Critic Harold Clurman said "The epigraph for Fry's art is `Shall we not suffer as wittily as we can?'...He wears his rue with a difference—of bright phrases, happy conceits and a rich heritage."
Christopher Fry was often lucky in his actors. His career zenith occurred at a time of great British acting. Paul Scofield played the lead in 1946's A Phoenix Too Frequent. John Gielgud directed and starred in Burning (1948), with Claire Bloom and Richard Burton in supporting roles. Laurence Olivier starred in the premiere of Venus Observed (1950). All of the above plays had productions on Broadway, with Gielgud and Burton repeating their work in Burning. Rex Harrison appeared in Venus and Katharine Cornell headlined The Dark Is Light Enough. None of the plays, however, fared as well as they had in London.
The London premiere of The Dark Is Light Enough, in 1954, was his first setback. Critics said is was plot heavy, yet static. Other words his critics would come to use with frequency included: empty, placid, sentimental. Soon, the Angry Young Men movement of wild naturalistic playwrights were casting Mr. Fry as old-fashioned and precious.

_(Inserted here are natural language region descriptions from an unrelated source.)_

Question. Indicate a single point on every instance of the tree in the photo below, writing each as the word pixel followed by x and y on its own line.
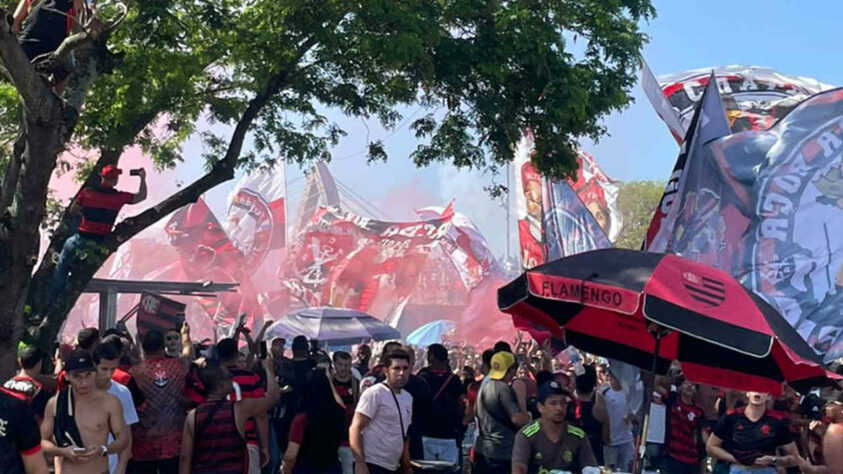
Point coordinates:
pixel 267 68
pixel 637 201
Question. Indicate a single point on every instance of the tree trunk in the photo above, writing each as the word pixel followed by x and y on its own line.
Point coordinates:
pixel 20 243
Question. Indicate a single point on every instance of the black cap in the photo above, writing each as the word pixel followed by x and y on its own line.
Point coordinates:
pixel 438 352
pixel 79 361
pixel 551 388
pixel 813 407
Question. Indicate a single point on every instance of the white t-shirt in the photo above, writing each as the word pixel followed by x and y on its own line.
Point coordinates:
pixel 658 422
pixel 383 440
pixel 618 408
pixel 130 416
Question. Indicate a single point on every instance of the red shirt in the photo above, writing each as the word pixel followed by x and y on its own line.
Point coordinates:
pixel 532 250
pixel 250 387
pixel 297 429
pixel 684 422
pixel 100 207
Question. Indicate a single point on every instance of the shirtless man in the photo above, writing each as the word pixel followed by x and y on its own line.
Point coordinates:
pixel 78 420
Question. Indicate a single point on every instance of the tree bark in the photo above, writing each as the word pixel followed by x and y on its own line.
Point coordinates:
pixel 53 317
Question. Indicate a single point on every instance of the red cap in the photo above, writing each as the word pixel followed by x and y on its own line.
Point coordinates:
pixel 110 172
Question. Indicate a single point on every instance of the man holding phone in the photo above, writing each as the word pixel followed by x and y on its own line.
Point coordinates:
pixel 79 419
pixel 99 207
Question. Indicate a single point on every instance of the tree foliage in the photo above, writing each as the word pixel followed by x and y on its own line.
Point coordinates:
pixel 637 201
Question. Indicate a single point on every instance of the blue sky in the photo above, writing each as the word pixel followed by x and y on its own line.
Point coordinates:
pixel 795 38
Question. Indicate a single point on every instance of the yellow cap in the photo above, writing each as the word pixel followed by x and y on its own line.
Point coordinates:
pixel 501 362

He went on to pen adaptations of Anouilh's The Lark and Giraudoux's Tiger at the Gates. The latter won a Tony Award nomination. Mr. Fry wrote little for the stage following the failure of Curtmantle at the Royal Shakespeare Company in 1962.
Christopher Fry Harris was born in Bristol, England, on Dec. 18, 1907, according to the Times. He began writing plays while at Bedford Modern School. He through himself into theatre in 1929 after a brief career as a teacher. He tried everything: acting, directing, running a repertory company and, of course, writing.